Google Workspace: Shared mailbox back to distribution list
- Export the current member list.
- In Group settings, turn off Collaborative Inbox features.
- The group now behaves as a simple distribution list.
- Remove any Send mail as setups from Gmail that are no longer needed.
- Test by sending a message to confirm delivery.
Which Option Works Best for Your Team
If you need to broadcast information to a large group, a distribution list is the lighter, simpler option. If your team needs to read, reply, and track conversations together, a shared mailbox gives you the structure to do that.
And when volume grows, accountability matters, and visibility becomes a management requirement, a shared inbox tool closes the gaps that neither native option can.
For either setup, review access permissions regularly. Sensitive emails in an unmanaged shared address are one stale permission away from the wrong person.Try Hiver free for 7 days – no credit card required, no migration, no new interface to learn.

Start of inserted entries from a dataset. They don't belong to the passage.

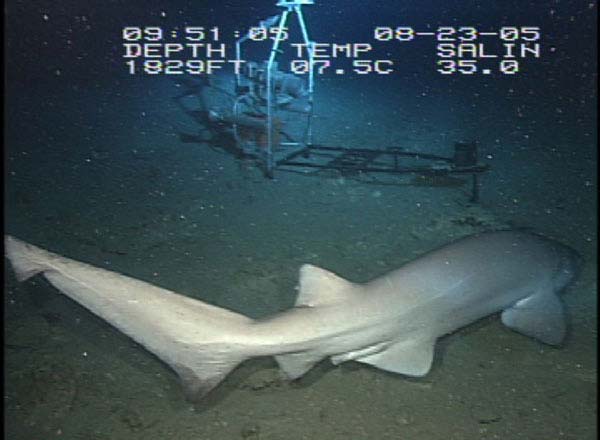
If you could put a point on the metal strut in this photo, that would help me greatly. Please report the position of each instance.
(296, 7)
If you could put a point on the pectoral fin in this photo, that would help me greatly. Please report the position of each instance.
(540, 316)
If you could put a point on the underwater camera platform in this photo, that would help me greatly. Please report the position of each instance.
(269, 114)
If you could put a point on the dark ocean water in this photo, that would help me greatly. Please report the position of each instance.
(117, 170)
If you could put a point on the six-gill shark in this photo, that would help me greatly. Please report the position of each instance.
(391, 322)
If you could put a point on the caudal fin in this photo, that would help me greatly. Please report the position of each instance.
(188, 334)
(22, 257)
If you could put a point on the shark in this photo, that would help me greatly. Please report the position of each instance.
(391, 322)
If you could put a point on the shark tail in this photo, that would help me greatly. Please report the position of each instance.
(185, 333)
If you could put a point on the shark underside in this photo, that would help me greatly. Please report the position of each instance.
(391, 322)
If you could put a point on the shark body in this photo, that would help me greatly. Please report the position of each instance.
(391, 322)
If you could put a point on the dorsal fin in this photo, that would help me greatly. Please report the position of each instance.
(319, 286)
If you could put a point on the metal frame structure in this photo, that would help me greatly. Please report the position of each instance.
(362, 161)
(260, 96)
(290, 6)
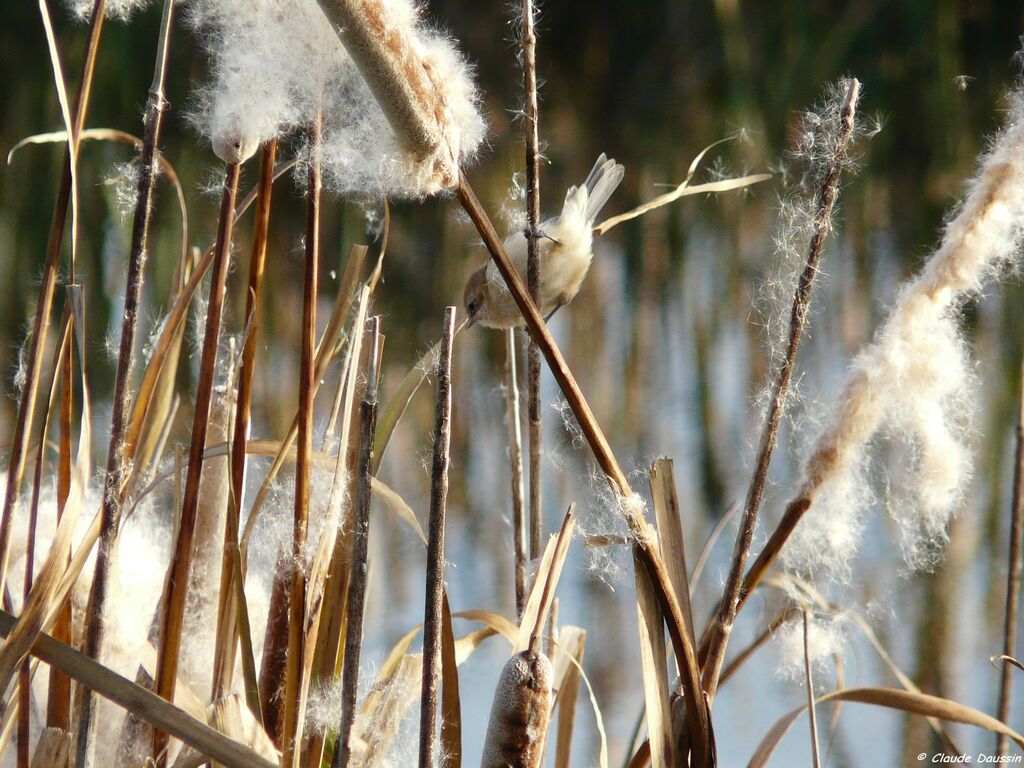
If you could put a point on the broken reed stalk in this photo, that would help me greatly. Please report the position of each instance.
(24, 674)
(116, 469)
(173, 605)
(512, 416)
(58, 693)
(1013, 579)
(40, 327)
(726, 614)
(531, 134)
(641, 530)
(292, 735)
(357, 569)
(231, 589)
(435, 549)
(812, 716)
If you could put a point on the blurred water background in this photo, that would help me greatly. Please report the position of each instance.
(665, 339)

Frequently Asked Questions
1. Can you convert a distribution list to a shared mailbox?
Yes, though it is not automatic on either platform. In Microsoft 365, you recreate the address as a shared mailbox and move members over. In Google Workspace, you enable Collaborative Inbox features on the existing group.
2. Which is better for customer support: a shared mailbox or a distribution list?
A shared mailbox is better because it allows teams to collaborate, track conversations, and respond from a shared address. Distribution lists only forward emails and provide no visibility or ownership — unsuitable for managing customer requests at any meaningful volume.
3. Are shared mailboxes free in Microsoft 365?
Shared mailboxes under 50 GB are free and do not require a license. A license is needed for advanced features like archiving, litigation hold, or additional storage.
4. Can external users be added to a shared mailbox or distribution list?
Distribution lists can include external users if your admin allows it. Shared mailboxes in Microsoft 365 do not support external users. In Google Groups, external members can be added depending on your organisation’s settings.
5. Can you view reports or metrics in distribution lists or shared mailboxes?
Distribution lists offer no reporting. Shared mailboxes provide limited visibility. For metrics like first response time, SLA compliance, and agent workload, you need a shared inbox tool like Hiver.
6. What’s the most cost-effective option?
Distribution lists are free and built-in. Shared mailboxes are free up to 50 GB in Microsoft 365, but require a license for additional storage or advanced features. Shared inbox tools cost more but are more efficient for high-volume teams that need assignment, tracking, and automation.
7. What’s the best way to prevent duplicate responses?
A shared inbox tool with collision detection is the only reliable fix. Hiver shows when someone has opened or is replying to a message, preventing two different responses from reaching the same customer.
8. Can an organisation use all three options?
Yes. Many teams use distribution lists for announcements, shared mailboxes for basic collaboration, and a shared inbox tool like Hiver for managing high-volume or customer-facing workflows.